Lady Fernrath was already running from the hall seeking the downward staircase and calling her father’s and her brother’s names.
“There has been a feasting here today.” From curiosity, Elric followed her, the others coming in his wake. “Was this Xiombarg’s only payment?” He indicated the mounded dead.
Nauha laughed. “I think not. I recruited the priestesses when it became clear the supernatural was involved. Moonglum and the girl came up from the town, ready to defend you, but Fernrath had already—already transformed herself. And carried you off.”
“You knew where we went?” He moved down a staircase covered in corpses. “How so?”
“We were in time to see you leave. Cita Tine knew of the White Fort and how to get there.”
“But you arrived so swiftly!”
“Xiombarg was enlisted for that, too.
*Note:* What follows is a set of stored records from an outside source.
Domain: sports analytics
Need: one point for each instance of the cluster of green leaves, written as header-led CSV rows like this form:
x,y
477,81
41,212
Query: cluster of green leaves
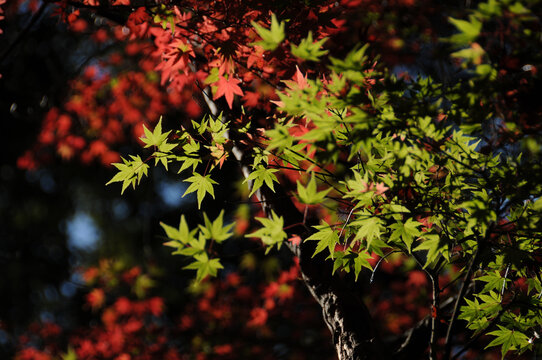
x,y
196,243
403,159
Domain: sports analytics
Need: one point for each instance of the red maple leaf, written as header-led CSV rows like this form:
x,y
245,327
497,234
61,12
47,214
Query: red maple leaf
x,y
228,88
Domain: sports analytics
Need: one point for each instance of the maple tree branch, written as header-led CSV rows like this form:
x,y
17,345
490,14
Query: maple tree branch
x,y
455,312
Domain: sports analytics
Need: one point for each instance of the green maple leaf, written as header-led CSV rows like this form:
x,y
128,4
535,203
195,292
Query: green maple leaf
x,y
130,172
369,228
309,195
360,261
261,175
510,339
204,266
435,246
201,185
179,236
406,231
215,230
308,49
156,137
271,38
326,237
272,232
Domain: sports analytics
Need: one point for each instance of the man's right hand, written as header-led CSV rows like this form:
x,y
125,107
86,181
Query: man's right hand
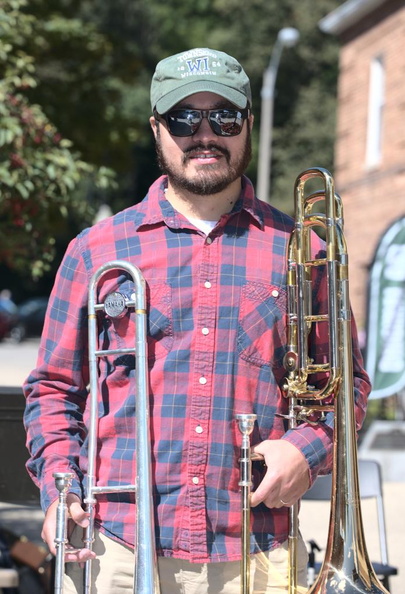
x,y
77,515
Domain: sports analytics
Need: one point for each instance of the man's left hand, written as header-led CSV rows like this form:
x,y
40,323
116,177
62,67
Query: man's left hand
x,y
287,474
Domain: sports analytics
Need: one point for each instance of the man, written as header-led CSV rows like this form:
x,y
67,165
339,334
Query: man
x,y
214,260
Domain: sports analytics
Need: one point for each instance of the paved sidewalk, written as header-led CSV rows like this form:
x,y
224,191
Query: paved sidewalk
x,y
314,522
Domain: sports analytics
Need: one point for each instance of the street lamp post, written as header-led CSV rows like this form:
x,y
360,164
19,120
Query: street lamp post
x,y
287,37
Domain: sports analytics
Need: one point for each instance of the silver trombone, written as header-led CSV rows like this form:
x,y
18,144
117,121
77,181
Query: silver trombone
x,y
146,580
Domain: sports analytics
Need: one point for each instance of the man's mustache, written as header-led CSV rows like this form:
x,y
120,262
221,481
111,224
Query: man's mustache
x,y
205,147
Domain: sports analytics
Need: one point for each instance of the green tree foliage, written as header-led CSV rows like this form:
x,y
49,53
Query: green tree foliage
x,y
39,171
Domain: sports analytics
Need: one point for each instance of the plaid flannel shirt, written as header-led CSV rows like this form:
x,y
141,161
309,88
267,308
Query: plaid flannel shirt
x,y
216,339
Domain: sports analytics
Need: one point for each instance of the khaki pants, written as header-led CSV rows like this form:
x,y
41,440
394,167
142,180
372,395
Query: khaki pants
x,y
112,572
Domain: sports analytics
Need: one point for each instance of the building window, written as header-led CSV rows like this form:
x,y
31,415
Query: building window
x,y
375,112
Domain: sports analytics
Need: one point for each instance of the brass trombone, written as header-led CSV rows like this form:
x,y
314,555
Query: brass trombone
x,y
146,580
346,567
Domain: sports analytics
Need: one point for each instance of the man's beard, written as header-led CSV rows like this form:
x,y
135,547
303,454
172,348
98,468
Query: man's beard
x,y
211,181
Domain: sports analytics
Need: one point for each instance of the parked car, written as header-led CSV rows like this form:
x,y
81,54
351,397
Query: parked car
x,y
31,316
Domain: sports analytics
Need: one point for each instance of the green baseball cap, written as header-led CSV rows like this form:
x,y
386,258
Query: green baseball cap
x,y
196,70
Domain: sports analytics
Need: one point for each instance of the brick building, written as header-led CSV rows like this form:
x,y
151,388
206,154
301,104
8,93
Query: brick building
x,y
370,142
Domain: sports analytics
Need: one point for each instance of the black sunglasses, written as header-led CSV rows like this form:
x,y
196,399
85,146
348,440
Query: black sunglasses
x,y
223,122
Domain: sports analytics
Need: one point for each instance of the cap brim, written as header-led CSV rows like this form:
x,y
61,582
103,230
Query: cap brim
x,y
197,86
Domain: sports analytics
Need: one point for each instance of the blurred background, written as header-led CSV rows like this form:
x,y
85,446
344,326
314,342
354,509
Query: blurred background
x,y
75,146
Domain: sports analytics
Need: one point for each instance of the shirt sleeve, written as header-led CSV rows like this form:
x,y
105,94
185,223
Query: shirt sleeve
x,y
56,390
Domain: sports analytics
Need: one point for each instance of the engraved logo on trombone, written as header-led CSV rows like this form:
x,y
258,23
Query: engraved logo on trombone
x,y
115,305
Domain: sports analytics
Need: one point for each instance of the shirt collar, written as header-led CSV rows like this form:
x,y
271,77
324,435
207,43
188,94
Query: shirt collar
x,y
155,208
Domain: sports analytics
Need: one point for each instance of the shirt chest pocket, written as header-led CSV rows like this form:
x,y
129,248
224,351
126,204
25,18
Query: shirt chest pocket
x,y
262,325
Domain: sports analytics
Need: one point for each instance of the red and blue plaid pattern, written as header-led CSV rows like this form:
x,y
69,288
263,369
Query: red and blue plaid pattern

The priestesses summoned their goddess and she transported us here.”
“Yet no sacrifice was made?”
“Oh, she feasted very well. And there was some trinket at Fernrath’s house, which Xiombarg valued. All she did, she did for that.”
They came upon Fernrath then, amongst all the blood and dismembered bodies, amber-coloured armour discarded like the remains of shrimp sucked clean of their shells. She crouched on the marble floor, her shoulders shaking in grief. In her arms, she held something ragged and red. Elric saw that it was all that was left of a man. Addric Heed, proud pirate prince and dealer in slaves lay there, taking great gasps, his lifeblood bubbling from his chest. Little was left of his face. His legs and an arm were missing. One side of him looked as if it had been gnawed upon. Xiombarg had been interrupted in her feasting. He tried to speak, but failed.